Choosing the right university course for yourself is very important as it will most likely determine what you will be doing for your working life. We’ve had past students who graduate and go onto doing:
or combined degrees (combinations) of the above.
We will talk briefly about what career paths each degree tends to lead to, and our recommendations for each degree.
What course should I choose?
Unlike choosing HSC subjects, there is no scaling implications or anything to do with special ‘rules’. University is purely about yourself – choose the course or courses that interest you. For example, if in the HSC, you did very well for economics and tend to enjoy the subject, choose Commerce or Economics at university. If you really enjoyed chemistry or biology, aim for medicine, medical science, pharmacy, optometry, physiotherapy or veterinary science.
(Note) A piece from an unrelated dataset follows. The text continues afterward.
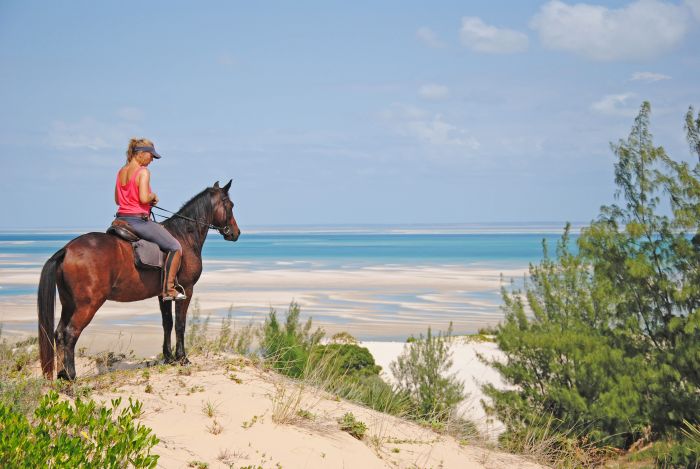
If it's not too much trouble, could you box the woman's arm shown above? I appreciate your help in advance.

There are many possibilities, each with different goals in mind.
We don’t have any specific recommendation of which degree you choose, except that you should definitely choose the course you’re genuinely interested in. Whether you want to earn a high salary or contribute to your field, you will do well if you choose something you’re good at. There’s no point in choosing Commerce/Law or other highly demanded courses, just because your UAI was 99+ but you have no interest in commerce and/or law. Students who do this tend to regret their choices after a year or two, whereas students who choose degrees based on their interests are generally more fulfilled and do better in their degree and future career. There’s no substitute for the motivation and natural aptitude you will get from doing something you like, and no matter what you do, if you do it well, you will get what you want (whether it’s a high salary, recognition, contribution to your field etc).
Some common degrees
Commerce is one of the most common courses students choose. It is a good choice, and possibly has the greatest number of career options. The most common commerce majors at the reputable universities are: accounting, finance, actuary studies (UNSW) and marketing. There are also other, less common majors.
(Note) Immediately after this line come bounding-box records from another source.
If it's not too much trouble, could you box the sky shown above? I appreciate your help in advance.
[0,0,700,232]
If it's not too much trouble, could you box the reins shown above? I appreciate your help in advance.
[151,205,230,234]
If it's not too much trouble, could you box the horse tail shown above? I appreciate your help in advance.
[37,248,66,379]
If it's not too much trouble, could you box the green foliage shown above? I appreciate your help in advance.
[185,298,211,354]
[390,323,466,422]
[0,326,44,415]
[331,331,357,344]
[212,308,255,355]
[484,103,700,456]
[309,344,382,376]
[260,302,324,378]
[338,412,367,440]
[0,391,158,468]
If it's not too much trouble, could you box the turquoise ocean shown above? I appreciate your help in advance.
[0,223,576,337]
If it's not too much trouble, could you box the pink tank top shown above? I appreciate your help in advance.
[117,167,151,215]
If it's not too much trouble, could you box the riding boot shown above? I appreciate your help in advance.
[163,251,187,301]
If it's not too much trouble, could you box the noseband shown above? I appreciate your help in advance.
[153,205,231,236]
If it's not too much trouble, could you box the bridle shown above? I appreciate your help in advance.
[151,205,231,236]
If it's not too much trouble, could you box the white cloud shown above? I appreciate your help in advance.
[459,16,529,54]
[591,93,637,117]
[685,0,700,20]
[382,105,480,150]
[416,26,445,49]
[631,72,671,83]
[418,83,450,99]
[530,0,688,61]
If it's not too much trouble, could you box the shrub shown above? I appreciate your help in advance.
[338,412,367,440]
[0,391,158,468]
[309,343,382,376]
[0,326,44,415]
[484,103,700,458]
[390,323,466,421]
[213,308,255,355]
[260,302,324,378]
Commerce is the degree to choose if you want to be an accountant, or get into finance (work in a bank) or marketing (work in advertising). The pay for these types of jobs are great and there’s an endless variety of jobs to suit all tastes and interests.
Generally speaking, UNSW has the most reputable business school in NSW, so if you’re aiming to get into this course, we recommend UNSW as one of the better universities that offer this degree. USYD, Macquarie Uni and UTS are also universities that offer reputable commerce courses.
UAIs required for commerce range from 94-96 for UNSW and USYD, and lower for the other universities. As with all references to required UAIs, check the UAC published UAI cutoffs each year at the UAC website, as they vary a little year to year depending on demand and supply.
- Actuarial studies
Actuarial Studies is ideal for those who are good at maths and want to apply this to university study and their future career. Actuaries are people who work at big insurance companies, who use complex mathematical methods to calculate insurance premiums.
A common misconception people have of this course is that they will become actuaries at the end of their degree. This is most often untrue, as actuarial jobs are in low supply, and most graduates end up working in finance, in the field of financial engineering designing new financial products etc. This can be quite a lucrative field, especially if part of a quantitative team in an investment bank.
For actuary, traditionally Macquarie University’s actuarial degree is the most highly regarded. However UNSW’s actuarial degree is also quite popular, and UNSW being a generally more reputable university (especially internationally), we recommend doing actuary as part of the commerce degree at UNSW.
The UAI required for this is 95+ for UNSW’s commerce degree, or slightly higher for Macquarie University’s degree.
Law Law leads onto very lucrative careers. Law graduates tend to make the most money out of all degrees in the long run (yes, even medicine makes less!) Students who want to make lots of money in their future careers are advised to aim for Law, even if they won’t want to eventually be a lawyer. The reason is because employers of large commercial companies (banks, investment banks, investment firms, accounting firms, trading companies etc) tend to seek out the Law graduates to fill their higher paying graduate positions. Law graduates tend to be high quality, intelligent, social, well-spoken and dynamic people, and employers know this.
Although the skills you pick up in law are largely irrelevant (unless you be a lawyer), employers tend to use the fact that you did law to know that you are smart enough to do law. It’s like going to the fruit market and picking apples from the premium bin, because you know that all apples you pick will be high quality apples. For this same reason, sometimes people who do medicine end up being hired by investment banks and management consulting firms (very high-paying jobs), simply because those employers know all students who do law or medicine tend to be very smart and capable.